The final candidate pairs are selected from the filtered segments by considering all possible combinations within each genomic domains, as the majority of chromatin interactions occur within the same TAD34,35. The interacting pairs (few pairs from all possible combination within TADs that match the experimental interactions) together with the non-interacting pairs (a lot of pairs don’t match any experimental interactions) formed the final data for training and testing. Each pair is presented by the maximum and minimum values of the right and left anchor features. The percentage of the interacting pairs to the non-interacting ones ranges from 0.01 to 0.1 according to the interaction types and the availability of the experimental interactions. See the supplementary Table 1 for detailed information. We used chromatin contact domains (CCDs) genomic coordinates from the GM12878 cell line13 to maintain the position of topologically associating domains across cell lines. The localization of three-dimensional domains is typically conserved among different cell types and even mammals36.

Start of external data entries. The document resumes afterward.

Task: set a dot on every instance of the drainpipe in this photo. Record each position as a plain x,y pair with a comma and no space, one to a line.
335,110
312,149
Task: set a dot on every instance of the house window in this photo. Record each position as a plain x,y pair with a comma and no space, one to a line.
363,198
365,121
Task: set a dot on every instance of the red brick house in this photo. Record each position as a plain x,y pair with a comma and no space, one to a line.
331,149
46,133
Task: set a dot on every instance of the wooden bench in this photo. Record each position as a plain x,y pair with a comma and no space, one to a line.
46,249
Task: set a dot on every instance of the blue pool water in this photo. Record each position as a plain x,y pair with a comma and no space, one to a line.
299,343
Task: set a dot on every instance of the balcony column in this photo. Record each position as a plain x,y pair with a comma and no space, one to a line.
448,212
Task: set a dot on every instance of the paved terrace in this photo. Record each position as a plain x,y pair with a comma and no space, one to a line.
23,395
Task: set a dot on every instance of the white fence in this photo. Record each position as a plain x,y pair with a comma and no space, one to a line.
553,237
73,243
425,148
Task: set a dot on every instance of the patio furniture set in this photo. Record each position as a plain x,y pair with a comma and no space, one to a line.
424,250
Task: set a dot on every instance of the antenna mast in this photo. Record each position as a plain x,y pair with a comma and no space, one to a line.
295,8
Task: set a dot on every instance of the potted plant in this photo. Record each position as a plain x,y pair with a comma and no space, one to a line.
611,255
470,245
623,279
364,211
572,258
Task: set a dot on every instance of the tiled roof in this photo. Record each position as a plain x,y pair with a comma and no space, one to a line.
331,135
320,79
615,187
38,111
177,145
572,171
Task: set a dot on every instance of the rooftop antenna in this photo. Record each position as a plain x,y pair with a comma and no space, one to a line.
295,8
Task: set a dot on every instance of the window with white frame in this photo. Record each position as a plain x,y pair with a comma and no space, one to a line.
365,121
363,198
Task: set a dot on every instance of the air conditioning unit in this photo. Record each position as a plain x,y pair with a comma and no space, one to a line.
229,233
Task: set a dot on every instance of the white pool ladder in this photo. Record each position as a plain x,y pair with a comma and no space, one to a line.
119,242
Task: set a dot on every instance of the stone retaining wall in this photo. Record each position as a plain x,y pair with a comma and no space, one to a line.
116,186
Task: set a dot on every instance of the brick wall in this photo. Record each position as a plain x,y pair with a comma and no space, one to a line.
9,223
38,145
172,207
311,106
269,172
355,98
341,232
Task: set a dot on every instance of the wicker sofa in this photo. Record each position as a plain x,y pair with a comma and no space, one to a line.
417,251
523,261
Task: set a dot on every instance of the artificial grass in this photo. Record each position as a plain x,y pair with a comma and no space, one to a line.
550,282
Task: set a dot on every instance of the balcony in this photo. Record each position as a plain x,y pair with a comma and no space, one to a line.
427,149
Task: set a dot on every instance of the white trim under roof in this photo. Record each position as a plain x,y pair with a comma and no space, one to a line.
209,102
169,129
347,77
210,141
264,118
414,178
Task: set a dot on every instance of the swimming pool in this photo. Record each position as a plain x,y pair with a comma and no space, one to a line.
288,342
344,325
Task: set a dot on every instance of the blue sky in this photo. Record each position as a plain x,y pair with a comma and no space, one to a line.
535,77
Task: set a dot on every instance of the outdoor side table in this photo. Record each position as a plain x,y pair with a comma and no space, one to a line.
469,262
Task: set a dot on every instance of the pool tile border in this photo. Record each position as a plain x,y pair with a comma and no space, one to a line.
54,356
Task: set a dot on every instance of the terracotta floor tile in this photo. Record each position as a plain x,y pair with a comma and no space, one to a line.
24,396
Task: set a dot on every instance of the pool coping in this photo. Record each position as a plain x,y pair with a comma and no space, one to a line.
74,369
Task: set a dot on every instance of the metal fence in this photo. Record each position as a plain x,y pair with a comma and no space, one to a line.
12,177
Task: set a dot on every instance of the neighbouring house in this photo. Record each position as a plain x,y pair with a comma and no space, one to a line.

Training and Testing Datasets

Training and testing datasets were prepared at multiple levels: genomic domains, chromosome, and whole genome. The statistical models were constructed and evaluated separately at all levels for all possible combinations. In all applied tests the classifier has no prior information about the testing dataset. Both training and testing sets are constructed by random selection of the samples from the same cell line, or by training on a cell line and testing on another one. 3DEpiLoop uses the Random Forest classifier, a machine learning approach that uses multiple decision trees and voting for the final predictions37,38. We also applied different classifiers such as AdaBoost classification trees, neural networks, Support Vector Machines SVM, and Stochastic Gradient Boosting. All of these classifiers obtained very similar results with an exception for neural network (lower accuracy). The performance of the predictors was described by the accuracy, sensitivity (quality of the predictor when detecting the real interactions), specificity (quality of the predictor to detect the non-interacting pairs) and the area under the ROC curve (refers to the probability that the predictor will rank randomly chosen interacting pairs higher than randomly chosen non-interacting pairs)39. These measurements are calculated according to the confusion matrix elements (contingency table)40: We considered a prediction as True Positives when the left anchors of both pairs (prediction and validation) were overlapping, and the same for the right anchors. The prediction probability obtained by the Random Forest classifier was used to calculate the area under the ROC curve.